Aveugle. — Gravure de Krakow, d’après des dessins coréens.

Nous faisons dans ce pompeux cortège une longue promenade dans l’intérieur de la ville, dont je vais décrire le panorama du haut des murailles. On y monte mon palanquin pour me faire suivre le chemin de ronde, qui me rappelle absolument, mais dans de moindres proportions, l’enceinte de Pékin.

Comme celle-ci, il forme un immense parallélogramme dallé encadrant toute la ville. Au milieu de chaque pan se dresse également une magnifique porte fortifiée, surmontée d’un pavillon élégant. Il est orné dans l’intérieur de peintures et de nombreuses inscriptions rappelant les faits passés. De là j’admire le Komou-kan serpentant à travers une merveilleuse campagne que colorent vivement les tons mordorés de l’automne ; au loin et tout autour de nous se déroule un cercle de collines à demi fondu dans un ciel bleuté, qu’illuminent les rayons d’un soleil ardent dont la chaleur contraste agréablement avec le froid vif que nous avons enduré dans la chaîne centrale.

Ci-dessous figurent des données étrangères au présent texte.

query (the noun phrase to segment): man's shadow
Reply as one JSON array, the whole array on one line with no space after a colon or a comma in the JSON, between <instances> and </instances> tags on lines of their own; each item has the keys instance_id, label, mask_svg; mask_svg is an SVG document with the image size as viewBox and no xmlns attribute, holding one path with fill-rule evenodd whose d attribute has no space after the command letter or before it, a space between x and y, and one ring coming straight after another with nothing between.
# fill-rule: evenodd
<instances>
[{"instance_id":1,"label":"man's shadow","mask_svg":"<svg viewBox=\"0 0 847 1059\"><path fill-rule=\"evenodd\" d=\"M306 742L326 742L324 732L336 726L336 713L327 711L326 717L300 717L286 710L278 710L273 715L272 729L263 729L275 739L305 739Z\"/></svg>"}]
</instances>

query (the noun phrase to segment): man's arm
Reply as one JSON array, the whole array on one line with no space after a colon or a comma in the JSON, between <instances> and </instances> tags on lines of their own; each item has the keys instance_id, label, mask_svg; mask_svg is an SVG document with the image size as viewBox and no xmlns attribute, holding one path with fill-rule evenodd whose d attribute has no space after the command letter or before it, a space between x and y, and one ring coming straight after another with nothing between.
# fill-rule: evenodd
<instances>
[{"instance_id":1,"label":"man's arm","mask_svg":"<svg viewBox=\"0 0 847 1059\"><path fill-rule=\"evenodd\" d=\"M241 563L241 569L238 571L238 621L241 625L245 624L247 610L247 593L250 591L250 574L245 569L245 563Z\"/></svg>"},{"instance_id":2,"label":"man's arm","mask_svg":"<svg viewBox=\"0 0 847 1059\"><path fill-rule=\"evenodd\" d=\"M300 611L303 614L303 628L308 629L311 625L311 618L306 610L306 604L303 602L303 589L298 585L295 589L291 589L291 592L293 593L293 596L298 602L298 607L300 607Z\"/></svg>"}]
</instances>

À mes pieds s’étend la grande cité avec ses rues, ses places et ses monuments ; dans les quartiers populaires les maisons sont couvertes de chaume, mas dans le centre de la ville, où habite l’aristocratie, se dressent d’élégantes toitures dont les tuiles à la bordure et aux arêtes capricieusement relevées, forment un heureux mélange de lignes droites et courbes d’une harmonie charmante. Nous admirons dans Île même style deux temples, une vaste école destinée à l’étude de la langue chinoise, enfin le yamen, absolument clos, qui contient des bâtiments multiples au milieu desquels le palais de réception dépasse tous les autres de son vaste toit polychrome d’où émerge au sommet d’un mât l’immense bannière rouge du gouverneur, flottant dans les airs et dominant la cité.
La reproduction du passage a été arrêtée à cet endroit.